The only safe way to check if a string is "empty" in Oracle is to check if it IS [NOT] NULL
; here you find an example of the issues you can find while checking "empty strings" the wrong way.
Also, CASE
is not the right choice here; you should better add some boolean logic.

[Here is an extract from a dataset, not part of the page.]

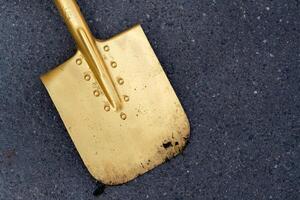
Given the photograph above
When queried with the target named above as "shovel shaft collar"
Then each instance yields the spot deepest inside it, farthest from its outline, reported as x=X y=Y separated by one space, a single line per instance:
x=87 y=46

If I understand well, you want to select all the rows if the parameter is "empty" or only the matching rows if the parameter is not "empty"; this could be a way:
create or replace procedure testNull ( param_val IN varchar2) is
vCount number;
begin
select count(*)
into vCount
from cms_tab
where param_val is null
or col1 like '%' || param_val || '%' ;
dbms_output.put_line('vCount = ' || vCount);
end;
Test:
create table cms_tab(col1) as (
select 'xxx ABC yyy' from dual union all
select 'xxxxxxxxxxxx' from dual
)
SQL> exec testNull(null);
vCount = 2
PL/SQL procedure successfully completed.
SQL> exec testNull('');
vCount = 2
PL/SQL procedure successfully completed.
SQL> exec testNull('ABC');
vCount = 1
PL/SQL procedure successfully completed.
SQL> exec testNull('ZZZ');
vCount = 0
PL/SQL procedure successfully completed.